Though 660ti is good option for multi gpu setups.



HorrayforPeePee said:


> how is this for i5 2500k -Motherboard MSI ZH77A G41 / Gigabyte H77 D3H ?



Kinda useless. h77 mobo's are not meant for unlocked k-series procs 
Use z77 mobos with k-series procs


----------



## vickybat (Dec 28, 2012)

That fall 2012 review by hardocp was with older drivers from nvidia mainly 310.33. 

Since 310.54, things have really changed a lot and 660-ti is again competitive. There are reviews available stating the same. 
Probably hardocp is planning a redux too.


----------



## sukesh1090 (Dec 28, 2012)

^^
in 310.54 the significant improvement is only for BF3 and assassins creed 3 for everything else it is 5-6% as stated by nvidia. reviews with these drivers are yet to come.


----------



## Skud (Dec 28, 2012)

Moreover the 7950 is still a clear winner in most of the cases, and the 7870's price is in another level altogether.

And AMD has also released a newer beta of Catalyst 12.11.


----------



## mandarpalshikar (Dec 28, 2012)

Guys... please also make a note of overclocking potential of HD7950.. it can reach clock speeds of 7970 very easily and can surpass them. At this point i.e. OCed at say 1050 clock and 1600 mem, it competes with gtx670.

HARDOCP - GALAXY GeForce GTX 660 Ti GC 3GB Overclock - GALAXY GTX 660 Ti GC OC vs. OC GTX 670 & HD 7950


----------



## vickybat (Dec 28, 2012)

7950 also suffers from frame time issues. Thus the choppiness in crossfire and its also reported that they exist in single gpu too.
Interestingly amd has admitted all of it. 

I have a feeling that by sacrificing frametime, amd cards are achieving higher fps which seem hollow as stated by a reviewer.
More articles on this are likely to surface after tech-report's findings. Hardocp is also planning some tests and they were the first to bring out amd's
choppiness in games. Its not only micro-stutter that plagues them.
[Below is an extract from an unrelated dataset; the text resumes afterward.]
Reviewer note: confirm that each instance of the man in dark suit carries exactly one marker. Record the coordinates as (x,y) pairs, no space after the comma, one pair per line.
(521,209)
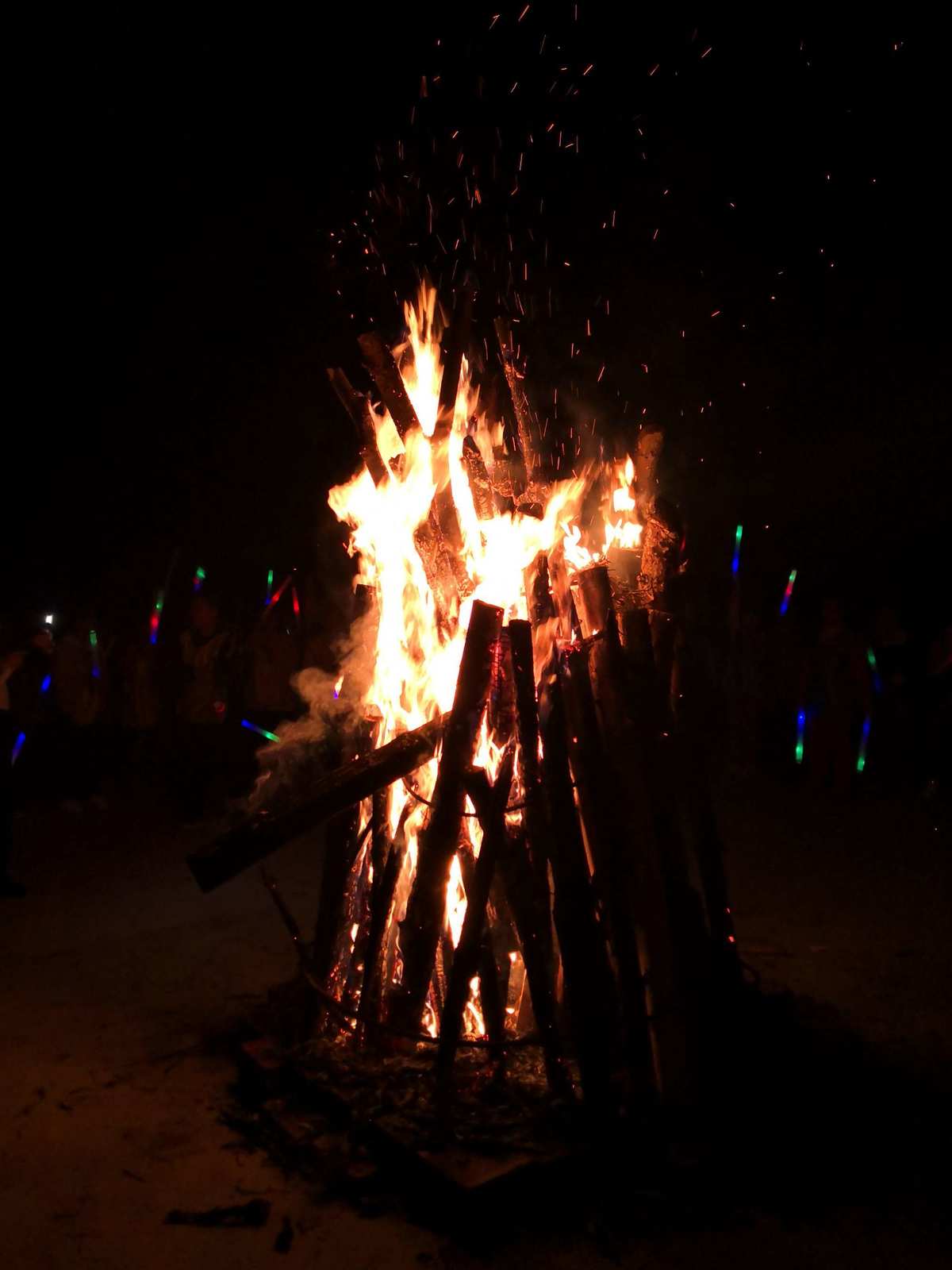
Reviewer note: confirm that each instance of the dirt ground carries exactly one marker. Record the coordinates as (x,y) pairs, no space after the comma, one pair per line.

A new comparo is highly likely.


----------



## sumonpathak (Dec 29, 2012)

its about time they come out with a clear cut explanation for layman's as to HOW they compute the so called "99th percentile Frame time"..
as for techreport..well.....this speaks volumes IMHO AMD attempts to shape review content with staged release of info - The Tech Report
(from their experience they should have known that once they sign an NDA they have to abide by the companies clause,yet they come out with something like"AMD's shaping reviews hurr durr..")with all due respect...this aint expected of them...and the review is questioned..even by hard nvidia enthusiasts 
[The Tech Report] Radeon HD 7950 vs. GeForce GTX 660 Ti revisited

just saying....

maybe they should come out with a formula so that us mere mortals can grasp what they want us to understand..


----------



## mandarpalshikar (Dec 29, 2012)

I tested HD7950 crossfire today... and got choppiness only in FC3... all other games are running perfect - Hitman Absolution, Sleeping Dogs, Borderlands 2, Spec Ops The Line, Batman Series, Mass Effect 3, FIFA 13, Ghost Recon Future Soldier, Max Payne 3, Witcher 2 EE, Alan Wake, F1 2012, NFS Most Wanted, Metro 2033.
I've tested them personally today.


----------



## vickybat (Dec 29, 2012)

sumonpathak said:


> its about time they come out with a clear cut explanation for layman's as to HOW they compute the so called "99th percentile Frame time"..
> as for techreport..well.....this speaks volumes IMHO AMD attempts to shape review content with staged release of info - The Tech Report
> (from their experience they should have known that once they sign an NDA they have to abide by the companies clause,yet they come out with something like"AMD's shaping reviews hurr durr..")with all due respect...this aint expected of them...and the review is questioned..even by hard nvidia enthusiasts
> [The Tech Report] Radeon HD 7950 vs. GeForce GTX 660 Ti revisited
> ...



Yup buddy i agree with that. We need some more light on this.
I had heard hardocp is doing some tests on this. Maybe it might answer a lot of questions that were stockpiled from that earlier review.


----------



## sumonpathak (Dec 29, 2012)

i sincerely hope so...coz they are losing reader base fast..
and adding to that the previous blasting at AMD for nothing...they are walking on the borderline to be termed as NV fanboys.


----------



## Harsh Pranami (Dec 29, 2012)

Radeon 7950 is my bet.


----------



## sumonpathak (Dec 29, 2012)

Also..we have radeon PRO 
the learning curve is easy..


----------



## ico (Dec 29, 2012)

mandarpalshikar said:


> I tested HD7950 crossfire today... and got choppiness only in FC3... all other games are running perfect - Hitman Absolution, Sleeping Dogs, Borderlands 2, Spec Ops The Line, Batman Series, Mass Effect 3, FIFA 13, Ghost Recon Future Soldier, Max Payne 3, Witcher 2 EE, Alan Wake, F1 2012, NFS Most Wanted, Metro 2033.
> I've tested them personally today.


User experience > Commenting after reading reviews.


----------



## Skud (Dec 29, 2012)

Yup!!! 

From fps to min fps to 99th percentile frame time... lol... what's next? Also IIRC that review showed a single card's latency to be higher than a CF setup.


----------



## sumonpathak (Dec 29, 2012)

Min FPS is acceptable..but 99th percentile...wel...errr.......BSOD.


----------



## ico (Dec 29, 2012)

Enough de-railing.


----------



## techdabangg (Jan 1, 2013)

@OP - What have you decided after all this lengthy discussion ?


----------



## hitman4 (Jan 4, 2013)

so does this thread concludes that HD 7950 is better than GTX 660 Ti.....?


----------